Progressives in Congress and the Biden administration have done a good job of bringing America back from the brink of both Covid and Trump’s economic disaster, and the American Rescue Plan was a major accomplishment done, as it was, without a single Republican vote. Other democracies are moving in a similar direction.
The GOP is nonetheless doing everything they can — up to and including banning mask mandates in schools as the Delta variant is putting hundreds of children in hospitals fighting for their lives — to use Covid to crash the American economy heading into the 2022 midterm elections.
Consider that for a moment. Republican governors like Greg Abbott and Ron DeSantis are, like democracy opponents Jair Bolsonaro and Viktor Orbán, willing to let children die to further their own political careers.
Republicans are also blocking any legislative attempts to put America back together after 40 years of Reaganism, including raising taxes on the rich or cutting our dependence on the fossil fuel industry, all while they double down on the racism and misogyny they’ve used to win elections ever since Nixon’s “Southern Strategy” in 1968.

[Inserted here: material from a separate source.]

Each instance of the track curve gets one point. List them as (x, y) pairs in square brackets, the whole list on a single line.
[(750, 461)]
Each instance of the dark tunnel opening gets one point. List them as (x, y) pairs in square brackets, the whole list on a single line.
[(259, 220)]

Progressives seem to be ahead at the moment, but there’s an election coming and the billionaires who own and fund the GOP are relentless, pushing both Republicans and “conservative” Democrats in Congress and the states. Billionaires and transnational corporations are similarly organizing anti-democracy movements around the world.
The question for America going forward is whether Biden and Congress’ mostly progressive coalition can continue to build Americans’ confidence and trust in democratic governance, what our founders called “a republican form of government.” It’s also the question for much of the rest of the developed world.
Progressives here and in other Murdoch-infected countries are doing their best to create functioning “will of the people” governments in the face of daily over-the-top and often based-on-total-lies attacks from elected “conservatives,” news networks owned by rightwing oligarchs, and online trolls funded by several foreign governments who all are heavily invested in seeing our form of government fail.
Will the oligarchs and their useful idiots win? The stakes have never been higher.
Today while watching someone teach about the Bill of Rights, I noticed he corrected himself because he said "company" instead of "country". A slip of the tongue, but a perfect description of our reality if we continue to let it happen. Unregulated free enterprise is a negligent (perhaps even homicidal) idea when you consider future generations or your safety.
Relish the fact that the far right is getting a taste of corporate "tyranny"; Google, Twitter, and Facebook have had enough of their hate speech, violence mongering, and their ignorance which is contributing to the Covid-19 losses. Conservatives love to talk about the Constitution, but do not accept that it formed our G-O-V-E-R-N-M-E-N-T. They must really hate the founding fathers for those taxes they threw into Article I, Section 8, Clause 1.
While I agree that we cannot have a functional democracy without knowledge, belief and concern for keeping a "government of the people", a little mistrust is a good thing too. Having grown up in the 1950s and '60s when a simplistic view of "freedom vs. Communism" was sold to the citizenry, I know we can do better than that. In fact, Nader and Carson had big impacts because people realized that the federal government and big industry had lied to them. Ultimately Vietnam and many other foreign policy and environmental disasters occurred because citizens were by and large too trusting of their private and public sector "leaders" to do the right thing. An educated citizenry who believes that our system can work and makes it so could be our only long-term hope. Now how do we get there?